Per chi si affaccia per la prima volta nel mondo del lavoro, la piccola impresa rappresenta una palestra fondamentale. Perché qui, più che altrove, vi è la consapevolezza del ruolo decisivo che svolge la formazione. Quella che magari, ancora, il sistema scolastico professionale non riesce a erogare in maniera adeguata e aderente alle attuali esigenze produttive.

Ecco allora che per il giovane, che ha comunque ricevuto un’infarinatura non trascurabile, nel suo percorso scolastico, vi è l’opportunità di completarsi con l’esperienza sul campo, il contatto più stretto con i colleghi esperti come non può, logicamente, avvenire nelle imprese di dimensioni importanti, e una formazione tecnica pratica sui macchinari e/o il software.

L’obiettivo, comune tra chi offre il lavoro e coloro che lo ricevono, è quello di creare una forza più produttiva e innovativa, ma anche, nell’ottica dell’impresa con ricadute non trascurabili sui lavoratori, una riduzione dei costi determinata da una migliore gestione delle risorse umane.

Nelle piccole imprese la fidelizzazione, prima di tutto nei confronti del cliente, ha un’importanza fondamentale. Lo stesso know how può essere applicato ai giovani lavoratori, che, come giustamente sottolinea Confartigianato Varese, non sarebbero “pezzi di ricambio”, bensì “pezzi unici”, non facilmente sostituibili. Insieme, giovani lavoratori e piccole imprese potrebbero anche essere in grado di affrontare le sfide dell’oggi che riguardano soprattutto una concorrenza internazionale è sempre più agguerrita e un ritmo dell'innovazione tecnologica più rapido che richiede perciò competenze specifiche. Un’altra opportunità per i più giovani e l’innegabile invecchiamento della forza lavoro, spinto dallo spostamento in avanti dell’approdo pensionistico che si accompagna alla mancanza di figure professionali e qualificate.
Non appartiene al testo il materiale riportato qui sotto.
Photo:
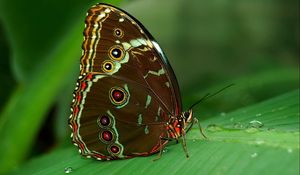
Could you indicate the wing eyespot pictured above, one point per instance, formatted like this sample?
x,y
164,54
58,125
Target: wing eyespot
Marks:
x,y
108,66
118,96
107,136
118,33
114,149
116,53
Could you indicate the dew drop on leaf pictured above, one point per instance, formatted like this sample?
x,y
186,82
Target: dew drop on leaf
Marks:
x,y
223,114
253,155
213,128
290,150
257,115
238,125
68,170
255,124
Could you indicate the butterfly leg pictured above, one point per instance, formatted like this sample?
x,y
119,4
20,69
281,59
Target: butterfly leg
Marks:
x,y
183,132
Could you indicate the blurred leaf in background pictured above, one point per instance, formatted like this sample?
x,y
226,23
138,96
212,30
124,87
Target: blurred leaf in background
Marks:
x,y
210,44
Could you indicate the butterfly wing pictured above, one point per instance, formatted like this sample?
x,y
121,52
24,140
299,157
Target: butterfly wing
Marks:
x,y
110,29
127,90
117,122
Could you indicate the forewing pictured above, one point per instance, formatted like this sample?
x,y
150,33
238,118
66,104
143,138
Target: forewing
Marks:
x,y
138,56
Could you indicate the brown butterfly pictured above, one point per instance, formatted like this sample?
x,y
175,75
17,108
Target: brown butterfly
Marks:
x,y
127,100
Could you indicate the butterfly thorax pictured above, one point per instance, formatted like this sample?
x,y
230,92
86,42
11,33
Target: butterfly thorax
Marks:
x,y
178,125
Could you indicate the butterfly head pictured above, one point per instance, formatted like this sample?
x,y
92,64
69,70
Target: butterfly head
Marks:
x,y
187,116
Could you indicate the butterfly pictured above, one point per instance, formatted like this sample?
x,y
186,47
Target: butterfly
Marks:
x,y
127,100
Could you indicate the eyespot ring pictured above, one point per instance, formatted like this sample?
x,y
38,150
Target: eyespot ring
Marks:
x,y
118,33
116,53
104,121
107,136
114,149
118,96
108,66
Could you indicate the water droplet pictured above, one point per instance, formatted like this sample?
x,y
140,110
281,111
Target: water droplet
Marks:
x,y
223,114
238,125
290,150
253,155
68,170
213,128
255,124
251,130
257,115
259,142
271,129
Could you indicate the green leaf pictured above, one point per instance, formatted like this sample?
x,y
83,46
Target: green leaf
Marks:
x,y
30,101
233,147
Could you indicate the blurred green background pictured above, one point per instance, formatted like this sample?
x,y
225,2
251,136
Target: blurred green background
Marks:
x,y
210,44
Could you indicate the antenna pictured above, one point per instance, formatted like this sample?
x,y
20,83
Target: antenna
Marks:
x,y
208,95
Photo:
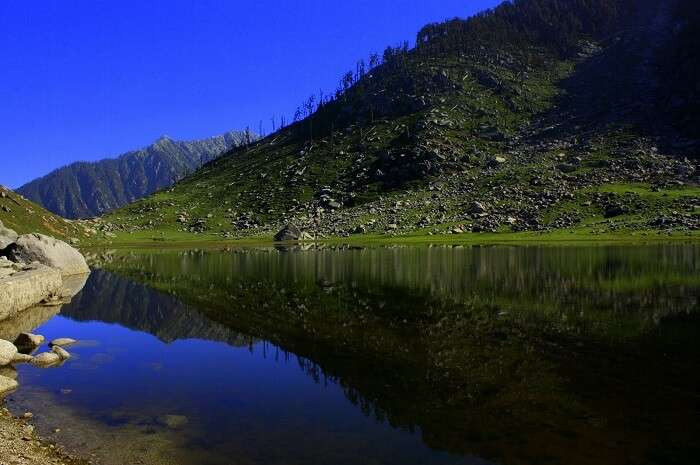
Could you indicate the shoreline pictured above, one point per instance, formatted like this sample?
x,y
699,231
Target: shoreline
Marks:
x,y
20,444
558,237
Last but not least, la flessibilità organizzative che nelle piccole imprese è giocoforza superiore a quella dei comparti produttivi di grandi dimensione e può venire incontro alle esigenze sempre più manifestate dai giovani in termini di smart working, settimana corta, ma anche organizzazione modulare dei processi produttivi. Ricordate il vecchio manifesto statunitense per l’arruolamento “I want you per Usa Army”? Ecco, si può riprodurre, attualizzare e tradurre in “Giovane, ti vogliamo nelle piccole imprese”. Anche perché con quello slogan e l’impegno di tutte le parti, la guerra era stata vinta. E oggi va vinta quella di un mercato che ha esigenze nuove, vorrebbe da dire, e con cognizione di causa, “giovani”.